Passive Components Get Better

When you want to talk about cool new components, you are probably thinking about chips or, these days, even modules. Passive components like resistors, capacitors, and inductors are a solved problem, right? [Darshill Patel] begs to differ. There is still innovation happening in the passive market, and he highlights some of the recent advances.

There are thick-film resistors that don’t need lead, for example. There are also supercapacitor modules with very low ESR. For inductors, at least one manufacturer is moving away from traditional wire loops and using flat wire windings instead. These have a larger cross-section, which reduces unwanted resistance. In addition, it offers more cooling area for heat dissipation.

Of course, passive components have never been as simple as people think. Picking a capacitor’s value is only half the battle. You also need to consider the material to optimize how it works in your design.

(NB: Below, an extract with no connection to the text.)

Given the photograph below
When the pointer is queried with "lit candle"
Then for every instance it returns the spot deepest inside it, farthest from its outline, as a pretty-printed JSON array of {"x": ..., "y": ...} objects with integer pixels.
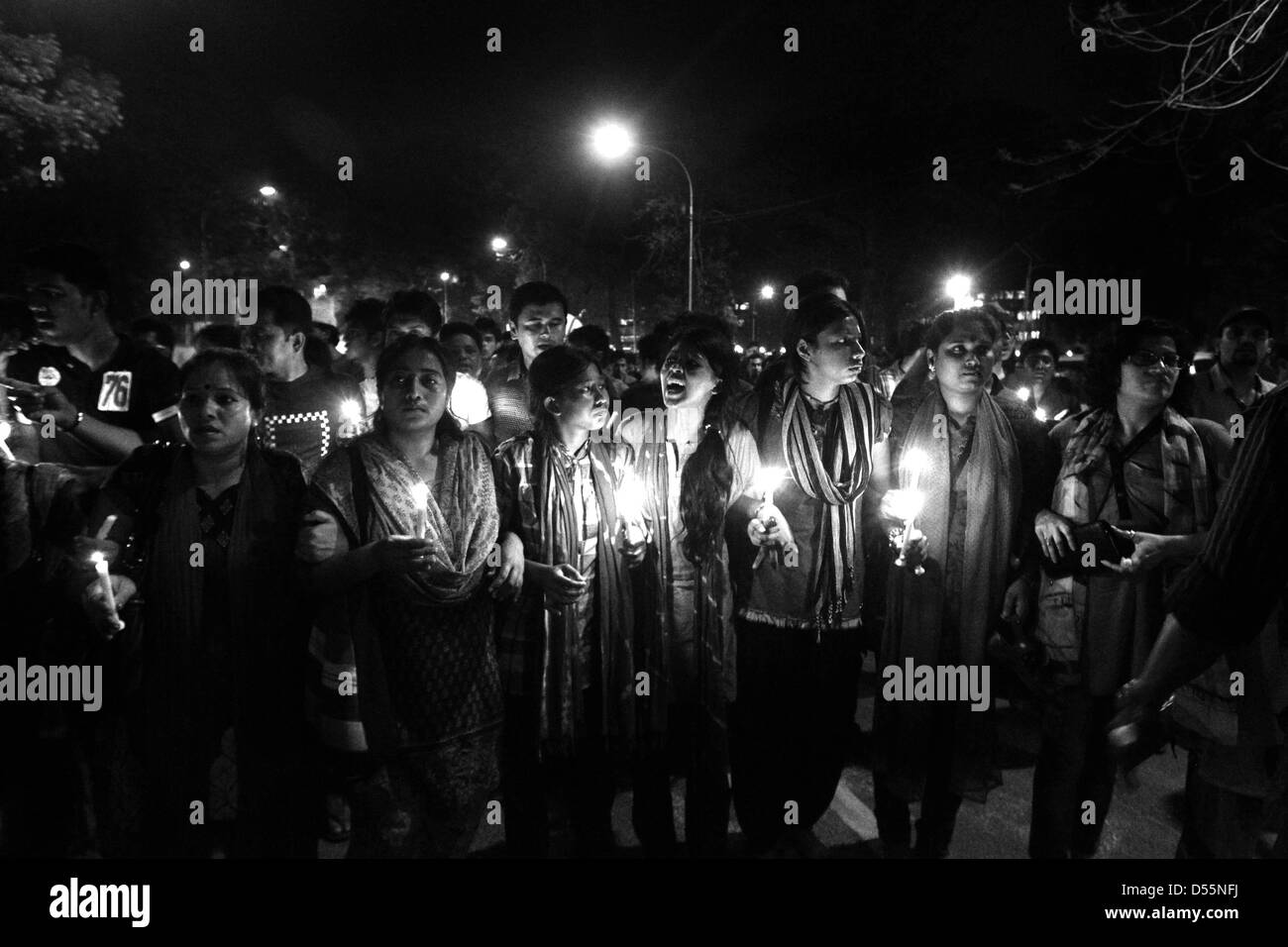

Wirewound resistors are also inductors unless you get special non-inductive ones that use special wiring techniques to cancel much of the parasitic inductance.

It shows that you can never stop learning about even the simplest components. We are still waiting to figure out what we want to do with a memristor. While tiny surface mount components are good for some assembly reasons, they also have helped reduce unwanted component effects.

40 thoughts on “Passive Components Get Better

    1. I haven’t had to buy any lately but there were at least two different ways that it could be done and that’s one of them. There also have been some that were wound in a back and forth direction. I don’t know what the technical name is for it, but it’s one single winding. It’s just the way the coils are arranged. I’m not sure there’s not other ways to do it too.

      1. If what you mean is that criss-cross way, that one is to minimize parasitic capacitance of a coil.

        The bifilar trick is to minimize inductance.

        Because everything is an inductor and a resistor and a capacitor mixed into one icky brew and the higher the frequencies we deal with the thinner the carpet we can sweep the unwanted two of the three (or all three if it is just the wire) under.

  1. Not exactly new anymore, but aluminum-polymer capacitors have gotten cheap. Thanks to their lower ESR you can often accomplish the same with smaller / less capacitors than traditional aluminum electrolytics.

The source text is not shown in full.